New Vornado tower fan resting outside my building. I am offscreen inhaling oxygen out of a tank.

Once inside my building, there was the Everest aspect of the journey, trekking up three flights of stairs without banging it constantly into the walls or against the doors of fellow tenants.

Where’s a sherpa when I need one?

If I encountered anyone annoying enough to ask me what was in my box emblazoned with pictures of the fan within, I was prepared to quote the old Woody Allen line, “Earrings.”  Fortunately, I made it into my apartment without bickering with anyone or straining anything.

New Vornado tower fan standing proudly inside my sanctum sanctorum. Offscreen, I am lying in a fetal position on the floor.

I set up my new tower fan quickly.  It has a remote control that is a nice accessory but it fails to work if you point it at yourself instead.

Warning: pointing at self will not activate tower air circulator.

Now, ten days later, as I currently bake, unlike others on the Atlantic seaboard at least I have electricity in my room full of steamy air blowing all around me.  Yet, fall and hot food and the return of hot companionship cannot come soon enough.

World class hot air circulators.

Lame Adventure 242: Damage Control

Earlier this year, I had reached the breaking point with my fan.  I am not referring to Milton, but my Vornado air circulator.  Even though Milton swears that my capacity for indifference to heat makes me the human equivalent of a hothouse plant, I am now at an age where my internal thermostat can soar from 98.6 to a million degrees in a tenth of a second.  Therefore, I have a greater appreciation for cool air.  I usually run my Vornado air circulator most days all year round.  I also find the hum soothing when I sleep.  Yet, I have been reluctant to have friends visit me in my sanctum sanctorum due to a cosmetic problem I had with it.  I had considered replacing my air circulator because of this unfortunate deformity, but the unit was functioning perfectly, and that seemed like such a rash solution.  The thought of seeing this loyal appliance standing in the street waiting for the trash collector disturbed me.  It sits across from my bed.  What if it suddenly had the capacity to speak, and it spilled its guts about things it has seen over the years?  This compelled me to log onto Vornado’s web site to seek a solution so we could stay together.  I was pleasantly surprised to see that Vornado products are manufactured in Andover, Kansas, a suburb of Wichita.

To: consumerservices@vornado.com

Hello,

I have had the same Vornado 280 CS air circulator for over ten years, possibly closer to fifteen.  I am very happy with it and have highly recommended Vornado products to my friends, family, boss and colleagues.  It makes no sense to me why anyone would buy any other air circulator since Vornado products are so well made and tower over their competition.  My only complaint with my 280 CS is not Vornado’s fault.  One of my clumsier friends has knocked over my 280 CS, not once but twice, the last time knocking out spokes in the grill.  This chap is such a liability he is no longer welcome anywhere near my air circulator.  My grill now looks like a toothless poor relation.  I would like to replace my air circulator’s grill.  Is it possible to do so?  If so, where can I order a new grill to accommodate my 280 CS?  Overall, the unit continues to work as well as the first day I bought it.  It’s just looking much less pretty.

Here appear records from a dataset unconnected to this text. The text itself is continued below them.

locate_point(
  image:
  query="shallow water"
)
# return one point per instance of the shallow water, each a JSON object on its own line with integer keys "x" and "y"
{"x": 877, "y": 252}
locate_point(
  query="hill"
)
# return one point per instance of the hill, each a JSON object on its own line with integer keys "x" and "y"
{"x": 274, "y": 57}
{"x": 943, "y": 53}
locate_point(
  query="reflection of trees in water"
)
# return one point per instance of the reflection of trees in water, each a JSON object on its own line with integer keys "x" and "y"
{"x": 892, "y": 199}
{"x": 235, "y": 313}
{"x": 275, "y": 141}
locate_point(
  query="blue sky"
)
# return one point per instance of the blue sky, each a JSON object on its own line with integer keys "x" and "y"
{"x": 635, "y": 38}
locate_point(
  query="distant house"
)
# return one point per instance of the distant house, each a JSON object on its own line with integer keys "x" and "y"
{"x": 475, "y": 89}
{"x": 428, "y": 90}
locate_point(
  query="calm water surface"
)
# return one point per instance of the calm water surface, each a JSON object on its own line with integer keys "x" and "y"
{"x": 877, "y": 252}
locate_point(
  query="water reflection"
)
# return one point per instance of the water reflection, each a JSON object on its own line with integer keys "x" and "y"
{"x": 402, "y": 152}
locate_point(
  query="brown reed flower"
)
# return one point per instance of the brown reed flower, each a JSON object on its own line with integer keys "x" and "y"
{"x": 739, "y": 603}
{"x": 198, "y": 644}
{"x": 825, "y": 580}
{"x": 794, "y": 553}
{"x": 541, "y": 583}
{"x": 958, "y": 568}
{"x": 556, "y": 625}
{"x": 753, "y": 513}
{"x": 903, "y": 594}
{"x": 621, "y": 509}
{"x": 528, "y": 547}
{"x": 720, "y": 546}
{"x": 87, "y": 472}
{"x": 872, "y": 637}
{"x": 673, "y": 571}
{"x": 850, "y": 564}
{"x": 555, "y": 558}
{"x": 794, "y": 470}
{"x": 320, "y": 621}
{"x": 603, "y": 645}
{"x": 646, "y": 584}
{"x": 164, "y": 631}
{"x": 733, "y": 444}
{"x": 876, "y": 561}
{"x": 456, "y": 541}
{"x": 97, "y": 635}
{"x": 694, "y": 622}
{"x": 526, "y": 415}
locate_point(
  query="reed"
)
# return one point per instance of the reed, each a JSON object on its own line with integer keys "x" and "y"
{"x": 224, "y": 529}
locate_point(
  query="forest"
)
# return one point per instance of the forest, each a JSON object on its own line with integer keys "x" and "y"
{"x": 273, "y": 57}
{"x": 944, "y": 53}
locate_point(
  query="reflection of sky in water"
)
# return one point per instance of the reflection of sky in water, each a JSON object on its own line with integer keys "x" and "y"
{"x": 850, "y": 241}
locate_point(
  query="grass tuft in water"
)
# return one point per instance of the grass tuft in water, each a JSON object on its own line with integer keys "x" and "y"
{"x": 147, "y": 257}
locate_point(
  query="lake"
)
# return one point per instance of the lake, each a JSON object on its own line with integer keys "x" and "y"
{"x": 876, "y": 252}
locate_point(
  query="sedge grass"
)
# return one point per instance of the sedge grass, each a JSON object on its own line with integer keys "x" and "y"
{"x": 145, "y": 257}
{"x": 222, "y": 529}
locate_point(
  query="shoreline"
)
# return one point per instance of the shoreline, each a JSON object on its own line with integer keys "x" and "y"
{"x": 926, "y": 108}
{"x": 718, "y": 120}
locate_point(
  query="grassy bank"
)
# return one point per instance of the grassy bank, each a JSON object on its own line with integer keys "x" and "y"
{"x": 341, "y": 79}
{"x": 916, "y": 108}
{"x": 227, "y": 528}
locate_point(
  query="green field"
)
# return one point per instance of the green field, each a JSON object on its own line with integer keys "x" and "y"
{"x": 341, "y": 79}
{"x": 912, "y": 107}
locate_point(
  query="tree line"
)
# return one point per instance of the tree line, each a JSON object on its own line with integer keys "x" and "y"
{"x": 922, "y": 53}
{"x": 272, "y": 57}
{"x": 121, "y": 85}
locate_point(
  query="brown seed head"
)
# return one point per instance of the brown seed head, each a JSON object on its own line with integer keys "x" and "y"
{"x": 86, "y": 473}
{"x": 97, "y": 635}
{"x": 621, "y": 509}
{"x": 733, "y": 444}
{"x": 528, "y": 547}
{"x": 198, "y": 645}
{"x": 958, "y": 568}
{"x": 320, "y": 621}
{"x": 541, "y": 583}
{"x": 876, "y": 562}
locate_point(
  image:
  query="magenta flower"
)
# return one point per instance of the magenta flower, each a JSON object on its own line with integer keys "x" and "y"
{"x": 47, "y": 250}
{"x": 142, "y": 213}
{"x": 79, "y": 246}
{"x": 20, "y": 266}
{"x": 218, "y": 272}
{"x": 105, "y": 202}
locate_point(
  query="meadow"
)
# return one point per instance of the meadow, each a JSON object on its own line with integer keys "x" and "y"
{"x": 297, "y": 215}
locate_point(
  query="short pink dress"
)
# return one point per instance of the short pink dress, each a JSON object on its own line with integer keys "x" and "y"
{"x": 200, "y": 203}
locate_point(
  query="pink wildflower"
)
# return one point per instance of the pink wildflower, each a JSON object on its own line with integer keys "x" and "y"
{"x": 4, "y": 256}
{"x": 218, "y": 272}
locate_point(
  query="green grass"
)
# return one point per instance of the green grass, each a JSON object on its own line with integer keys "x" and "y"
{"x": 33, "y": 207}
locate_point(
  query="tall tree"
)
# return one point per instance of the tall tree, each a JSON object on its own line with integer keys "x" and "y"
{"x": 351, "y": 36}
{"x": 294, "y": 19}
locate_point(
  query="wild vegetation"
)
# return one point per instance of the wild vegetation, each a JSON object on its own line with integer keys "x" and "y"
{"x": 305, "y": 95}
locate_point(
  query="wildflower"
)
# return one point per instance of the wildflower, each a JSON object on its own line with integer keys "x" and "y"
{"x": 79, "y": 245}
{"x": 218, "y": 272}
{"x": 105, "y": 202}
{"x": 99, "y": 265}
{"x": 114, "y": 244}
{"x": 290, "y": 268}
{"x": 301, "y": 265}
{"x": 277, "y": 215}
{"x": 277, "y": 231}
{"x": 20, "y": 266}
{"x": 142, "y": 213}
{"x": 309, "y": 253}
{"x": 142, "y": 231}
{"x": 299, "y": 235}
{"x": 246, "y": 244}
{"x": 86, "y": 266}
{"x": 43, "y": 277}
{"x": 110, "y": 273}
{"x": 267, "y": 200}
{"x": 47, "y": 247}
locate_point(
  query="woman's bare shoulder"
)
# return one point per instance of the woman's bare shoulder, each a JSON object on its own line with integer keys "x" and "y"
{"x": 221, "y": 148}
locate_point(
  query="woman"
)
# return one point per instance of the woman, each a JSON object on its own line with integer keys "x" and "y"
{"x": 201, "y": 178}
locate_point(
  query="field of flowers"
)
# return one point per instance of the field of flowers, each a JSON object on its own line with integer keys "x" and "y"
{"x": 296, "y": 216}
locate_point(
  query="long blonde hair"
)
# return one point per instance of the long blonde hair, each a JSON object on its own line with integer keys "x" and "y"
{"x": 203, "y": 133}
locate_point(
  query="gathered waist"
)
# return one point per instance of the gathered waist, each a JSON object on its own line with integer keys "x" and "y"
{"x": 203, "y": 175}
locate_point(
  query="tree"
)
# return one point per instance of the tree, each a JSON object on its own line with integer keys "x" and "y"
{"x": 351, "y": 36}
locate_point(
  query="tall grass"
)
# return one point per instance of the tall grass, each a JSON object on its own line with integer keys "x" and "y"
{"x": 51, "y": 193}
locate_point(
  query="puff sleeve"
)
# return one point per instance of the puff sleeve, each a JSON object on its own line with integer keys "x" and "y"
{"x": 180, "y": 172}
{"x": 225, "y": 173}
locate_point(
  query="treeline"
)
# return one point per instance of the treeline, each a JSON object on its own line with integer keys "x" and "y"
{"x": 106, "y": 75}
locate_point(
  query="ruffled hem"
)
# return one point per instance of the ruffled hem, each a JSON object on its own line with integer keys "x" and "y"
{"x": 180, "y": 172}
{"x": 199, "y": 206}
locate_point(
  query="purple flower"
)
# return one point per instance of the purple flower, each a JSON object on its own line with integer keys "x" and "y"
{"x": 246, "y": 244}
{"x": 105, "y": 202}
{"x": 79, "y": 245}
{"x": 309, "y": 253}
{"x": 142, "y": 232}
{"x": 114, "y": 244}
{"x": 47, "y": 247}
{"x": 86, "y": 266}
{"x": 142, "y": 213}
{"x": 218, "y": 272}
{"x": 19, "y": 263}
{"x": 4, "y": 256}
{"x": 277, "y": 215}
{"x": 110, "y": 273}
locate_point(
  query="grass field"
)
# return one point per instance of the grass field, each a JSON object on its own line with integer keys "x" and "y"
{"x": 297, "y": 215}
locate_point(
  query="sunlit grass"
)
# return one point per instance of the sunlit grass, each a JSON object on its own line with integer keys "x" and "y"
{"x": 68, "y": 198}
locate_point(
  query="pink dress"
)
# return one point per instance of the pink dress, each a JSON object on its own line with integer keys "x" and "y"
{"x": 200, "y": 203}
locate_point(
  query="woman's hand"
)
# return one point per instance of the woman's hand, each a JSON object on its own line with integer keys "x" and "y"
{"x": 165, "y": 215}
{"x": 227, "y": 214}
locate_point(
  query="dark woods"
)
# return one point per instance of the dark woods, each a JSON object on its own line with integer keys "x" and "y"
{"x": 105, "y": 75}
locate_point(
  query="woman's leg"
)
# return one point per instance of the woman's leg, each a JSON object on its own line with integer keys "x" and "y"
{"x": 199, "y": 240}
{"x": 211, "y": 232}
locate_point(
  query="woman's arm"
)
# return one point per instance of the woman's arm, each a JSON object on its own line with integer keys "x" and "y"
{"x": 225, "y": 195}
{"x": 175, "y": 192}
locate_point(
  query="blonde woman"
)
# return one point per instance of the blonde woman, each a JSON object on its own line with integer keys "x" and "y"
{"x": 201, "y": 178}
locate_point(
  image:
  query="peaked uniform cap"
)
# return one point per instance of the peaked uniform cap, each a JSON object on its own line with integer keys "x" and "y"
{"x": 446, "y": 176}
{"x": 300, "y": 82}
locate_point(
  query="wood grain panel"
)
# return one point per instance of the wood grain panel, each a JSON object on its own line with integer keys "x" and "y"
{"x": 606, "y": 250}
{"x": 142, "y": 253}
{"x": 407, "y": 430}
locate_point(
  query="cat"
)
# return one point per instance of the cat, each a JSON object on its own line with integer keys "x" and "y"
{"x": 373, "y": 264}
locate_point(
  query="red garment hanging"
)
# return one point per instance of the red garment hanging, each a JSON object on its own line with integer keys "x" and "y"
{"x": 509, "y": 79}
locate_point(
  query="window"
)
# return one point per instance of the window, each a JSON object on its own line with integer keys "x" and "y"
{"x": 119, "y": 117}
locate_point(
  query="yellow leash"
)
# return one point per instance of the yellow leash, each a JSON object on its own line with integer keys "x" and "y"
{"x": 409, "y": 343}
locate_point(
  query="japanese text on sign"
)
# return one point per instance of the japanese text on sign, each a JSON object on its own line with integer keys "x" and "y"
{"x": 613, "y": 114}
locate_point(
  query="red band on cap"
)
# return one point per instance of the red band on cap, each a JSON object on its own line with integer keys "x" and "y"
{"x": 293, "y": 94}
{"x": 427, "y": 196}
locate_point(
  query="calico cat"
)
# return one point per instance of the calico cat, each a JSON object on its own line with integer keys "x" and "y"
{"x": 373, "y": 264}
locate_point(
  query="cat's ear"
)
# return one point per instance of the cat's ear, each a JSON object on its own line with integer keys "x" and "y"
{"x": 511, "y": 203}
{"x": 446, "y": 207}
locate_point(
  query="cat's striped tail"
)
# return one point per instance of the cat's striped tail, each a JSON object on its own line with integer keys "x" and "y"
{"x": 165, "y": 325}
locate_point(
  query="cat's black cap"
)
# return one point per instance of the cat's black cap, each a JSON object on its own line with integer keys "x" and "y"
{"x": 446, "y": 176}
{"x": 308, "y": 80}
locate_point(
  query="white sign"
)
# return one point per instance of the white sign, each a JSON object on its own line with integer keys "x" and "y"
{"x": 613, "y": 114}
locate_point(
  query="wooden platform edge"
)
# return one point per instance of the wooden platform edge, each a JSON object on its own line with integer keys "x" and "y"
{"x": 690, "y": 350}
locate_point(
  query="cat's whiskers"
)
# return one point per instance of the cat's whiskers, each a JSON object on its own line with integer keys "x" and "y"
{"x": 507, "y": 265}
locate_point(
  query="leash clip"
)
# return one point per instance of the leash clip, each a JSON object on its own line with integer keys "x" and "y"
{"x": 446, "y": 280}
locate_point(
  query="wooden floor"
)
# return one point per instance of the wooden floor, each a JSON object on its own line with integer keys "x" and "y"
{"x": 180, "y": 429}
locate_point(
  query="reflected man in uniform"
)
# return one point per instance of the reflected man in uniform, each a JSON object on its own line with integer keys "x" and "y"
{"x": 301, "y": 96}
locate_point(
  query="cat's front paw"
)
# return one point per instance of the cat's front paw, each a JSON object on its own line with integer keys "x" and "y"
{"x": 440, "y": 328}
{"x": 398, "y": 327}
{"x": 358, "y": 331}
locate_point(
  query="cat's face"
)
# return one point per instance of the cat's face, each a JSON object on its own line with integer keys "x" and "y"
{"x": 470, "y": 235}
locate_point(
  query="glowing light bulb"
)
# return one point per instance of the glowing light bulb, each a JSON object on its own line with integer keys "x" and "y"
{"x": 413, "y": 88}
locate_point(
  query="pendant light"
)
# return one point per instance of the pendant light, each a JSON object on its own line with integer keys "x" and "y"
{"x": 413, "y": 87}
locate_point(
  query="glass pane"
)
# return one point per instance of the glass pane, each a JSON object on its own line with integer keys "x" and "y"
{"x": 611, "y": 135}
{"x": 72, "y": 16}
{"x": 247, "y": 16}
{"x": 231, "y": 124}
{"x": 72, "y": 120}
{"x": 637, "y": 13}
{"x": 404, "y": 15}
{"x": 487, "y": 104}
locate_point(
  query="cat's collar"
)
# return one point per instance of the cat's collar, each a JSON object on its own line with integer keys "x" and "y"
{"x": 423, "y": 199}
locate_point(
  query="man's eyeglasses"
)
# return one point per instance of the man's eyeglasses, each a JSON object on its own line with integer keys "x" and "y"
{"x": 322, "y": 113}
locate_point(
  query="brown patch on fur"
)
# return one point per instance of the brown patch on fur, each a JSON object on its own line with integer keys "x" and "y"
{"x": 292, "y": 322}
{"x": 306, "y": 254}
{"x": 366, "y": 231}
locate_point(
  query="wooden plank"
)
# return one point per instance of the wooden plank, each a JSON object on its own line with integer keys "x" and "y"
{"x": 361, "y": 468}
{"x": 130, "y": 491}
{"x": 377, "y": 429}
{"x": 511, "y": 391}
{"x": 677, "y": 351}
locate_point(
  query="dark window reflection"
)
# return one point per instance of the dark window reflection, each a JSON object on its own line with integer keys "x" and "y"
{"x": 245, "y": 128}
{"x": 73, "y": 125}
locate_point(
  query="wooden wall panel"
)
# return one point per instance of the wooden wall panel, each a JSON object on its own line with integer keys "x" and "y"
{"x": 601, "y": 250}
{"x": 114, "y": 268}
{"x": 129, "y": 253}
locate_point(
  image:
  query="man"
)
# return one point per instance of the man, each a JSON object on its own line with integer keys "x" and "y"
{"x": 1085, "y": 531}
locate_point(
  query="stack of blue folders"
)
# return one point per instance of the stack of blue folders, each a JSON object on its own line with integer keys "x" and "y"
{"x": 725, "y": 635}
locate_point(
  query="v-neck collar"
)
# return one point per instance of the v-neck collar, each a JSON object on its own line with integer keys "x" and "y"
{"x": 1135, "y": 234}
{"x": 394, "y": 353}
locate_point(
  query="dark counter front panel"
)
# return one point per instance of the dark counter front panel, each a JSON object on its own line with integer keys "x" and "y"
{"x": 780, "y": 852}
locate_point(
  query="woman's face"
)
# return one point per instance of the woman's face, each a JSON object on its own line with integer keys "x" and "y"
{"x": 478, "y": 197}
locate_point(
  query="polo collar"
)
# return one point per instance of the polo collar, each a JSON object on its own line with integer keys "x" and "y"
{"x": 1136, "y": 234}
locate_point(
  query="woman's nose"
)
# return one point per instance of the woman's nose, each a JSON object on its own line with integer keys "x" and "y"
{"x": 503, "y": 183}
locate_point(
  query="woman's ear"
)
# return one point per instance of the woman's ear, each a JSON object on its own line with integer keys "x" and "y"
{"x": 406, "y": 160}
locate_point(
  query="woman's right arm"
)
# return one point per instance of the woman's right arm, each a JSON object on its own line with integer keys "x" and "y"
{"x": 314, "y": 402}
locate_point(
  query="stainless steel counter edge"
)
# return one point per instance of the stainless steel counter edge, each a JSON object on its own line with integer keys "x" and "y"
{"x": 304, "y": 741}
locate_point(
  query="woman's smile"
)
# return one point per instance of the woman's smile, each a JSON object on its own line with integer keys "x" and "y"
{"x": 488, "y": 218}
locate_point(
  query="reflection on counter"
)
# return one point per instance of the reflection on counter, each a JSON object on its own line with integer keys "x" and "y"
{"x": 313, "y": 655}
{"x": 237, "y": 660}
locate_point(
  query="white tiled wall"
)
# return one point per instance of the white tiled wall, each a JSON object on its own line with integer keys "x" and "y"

Thank you for your assistance.  I hope you’ll be able to advise me.

Best regards,

Lame Adventures Woman

From:  consumerservices@vornado.com

I would be happy to mail you a new grill free of charge. I will put one in the mail for you.

Let me know if you need anything else.

Adrienne

To: consumerservices@vornado.com

Wow, Adrienne, that is so generous!  It’s a pleasure to know that Vornado employs people that are as terrific as their products.  If my 280 CS could talk, I’m sure it would thank you, too.  Although I don’t feel like I’ve exactly won the Powerball lottery, this jaded New Yorker certainly was not expecting you to gift me with a new grill at no charge.  Therefore, I am experiencing a slight Blanch Dubois  “kindness of strangers” moment.  Vornado truly rocks!

Could you please send the new grill to my attention at my place of employ?

Ten days later …

Xmas comes early - new grill with intact spokes!